Christian,
That is helpful. Basically you've confirmed my initial analysis that because BaseX databases are light weight that keeping things simple is the most appropriate choice.
If I was doing things at scale of course I'd do performance testing to see where the bottlenecks are, but that is not a concern for what I'm doing now.
Cheers,
E. ————— Eliot Kimber, Owner Contrext, LLC http://contrext.com
On 5/16/15, 5:10 AM, "Christian Grün" christian.gruen@gmail.com wrote:
Hi Eliot,
As usual, there is no simple answer to such a question. However, I can say that sounds like a good choice to use one BaseX database per git repository. In contrast to many other dbms, databases in BaseX are pretty light-weight containers, and in some of our own use cases we even create one database per document.
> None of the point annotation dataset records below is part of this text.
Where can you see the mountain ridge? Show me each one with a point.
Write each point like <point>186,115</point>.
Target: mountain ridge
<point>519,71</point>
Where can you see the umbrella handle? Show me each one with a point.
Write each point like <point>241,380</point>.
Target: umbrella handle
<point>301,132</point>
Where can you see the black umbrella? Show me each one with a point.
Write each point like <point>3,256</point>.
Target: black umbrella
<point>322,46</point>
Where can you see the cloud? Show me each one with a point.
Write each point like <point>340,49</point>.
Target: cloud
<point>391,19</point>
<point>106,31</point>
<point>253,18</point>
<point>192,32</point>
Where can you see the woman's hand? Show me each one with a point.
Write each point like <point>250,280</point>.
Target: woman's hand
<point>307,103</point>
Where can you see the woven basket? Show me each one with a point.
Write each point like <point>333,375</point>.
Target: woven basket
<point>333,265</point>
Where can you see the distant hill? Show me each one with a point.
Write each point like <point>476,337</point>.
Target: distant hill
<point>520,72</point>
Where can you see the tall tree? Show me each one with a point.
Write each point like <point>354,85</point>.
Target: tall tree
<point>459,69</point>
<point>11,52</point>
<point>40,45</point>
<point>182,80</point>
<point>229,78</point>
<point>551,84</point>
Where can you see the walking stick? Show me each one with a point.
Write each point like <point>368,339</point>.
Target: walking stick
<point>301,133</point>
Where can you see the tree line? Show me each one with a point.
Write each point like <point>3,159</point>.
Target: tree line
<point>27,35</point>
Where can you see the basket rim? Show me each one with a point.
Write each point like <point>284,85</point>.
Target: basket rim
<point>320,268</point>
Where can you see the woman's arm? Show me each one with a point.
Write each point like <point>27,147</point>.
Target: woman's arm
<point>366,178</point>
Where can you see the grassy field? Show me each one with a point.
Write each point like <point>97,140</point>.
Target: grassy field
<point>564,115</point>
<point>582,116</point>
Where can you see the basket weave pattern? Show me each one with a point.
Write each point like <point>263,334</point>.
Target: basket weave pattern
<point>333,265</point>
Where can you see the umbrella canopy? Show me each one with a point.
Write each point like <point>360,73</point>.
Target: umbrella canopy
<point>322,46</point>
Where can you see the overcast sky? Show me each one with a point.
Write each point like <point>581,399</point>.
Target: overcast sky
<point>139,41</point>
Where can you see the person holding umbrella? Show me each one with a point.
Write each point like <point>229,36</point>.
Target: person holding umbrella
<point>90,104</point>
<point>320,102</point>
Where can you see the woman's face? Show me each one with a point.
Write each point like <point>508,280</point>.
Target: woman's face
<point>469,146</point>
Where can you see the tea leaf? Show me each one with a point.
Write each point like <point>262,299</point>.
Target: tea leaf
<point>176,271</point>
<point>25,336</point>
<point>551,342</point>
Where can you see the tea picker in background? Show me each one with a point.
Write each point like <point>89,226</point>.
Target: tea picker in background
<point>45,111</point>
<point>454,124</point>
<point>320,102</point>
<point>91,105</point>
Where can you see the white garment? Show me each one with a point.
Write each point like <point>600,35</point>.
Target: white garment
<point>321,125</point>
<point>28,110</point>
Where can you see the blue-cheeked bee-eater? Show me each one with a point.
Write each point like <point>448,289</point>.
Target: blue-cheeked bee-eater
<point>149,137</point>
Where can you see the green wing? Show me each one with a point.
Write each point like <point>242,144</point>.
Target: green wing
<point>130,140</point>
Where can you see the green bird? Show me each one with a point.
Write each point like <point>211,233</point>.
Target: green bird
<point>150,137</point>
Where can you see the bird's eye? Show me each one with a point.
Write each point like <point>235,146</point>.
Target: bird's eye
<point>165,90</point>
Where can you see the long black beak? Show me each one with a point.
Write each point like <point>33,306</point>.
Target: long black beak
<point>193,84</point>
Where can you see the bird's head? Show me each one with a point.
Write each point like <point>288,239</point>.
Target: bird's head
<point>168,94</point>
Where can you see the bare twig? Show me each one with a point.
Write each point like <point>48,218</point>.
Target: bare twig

If you have hundreds or thousands of databases, then it may be reasonable to merge them into single units, because it may take too much time to access the database directories in the file system. Some file systems are better than others in handling large amounts of files and directories on the same level. The same observation applies if you frequently write queries that access more than one database: It's always faster to open a single database (but usually you will only notice this when opening a larger number of databases).
Hope this helps, Christian
On Thu, May 14, 2015 at 3:57 PM, Eliot Kimber ekimber@contrext.com wrote:
In the discussion of adding metadata to a bunch of files Christian points out that you can both limit queries to directories within a single database or apply a query to multiple databases.
My question: when or why would you prefer one approach over the other?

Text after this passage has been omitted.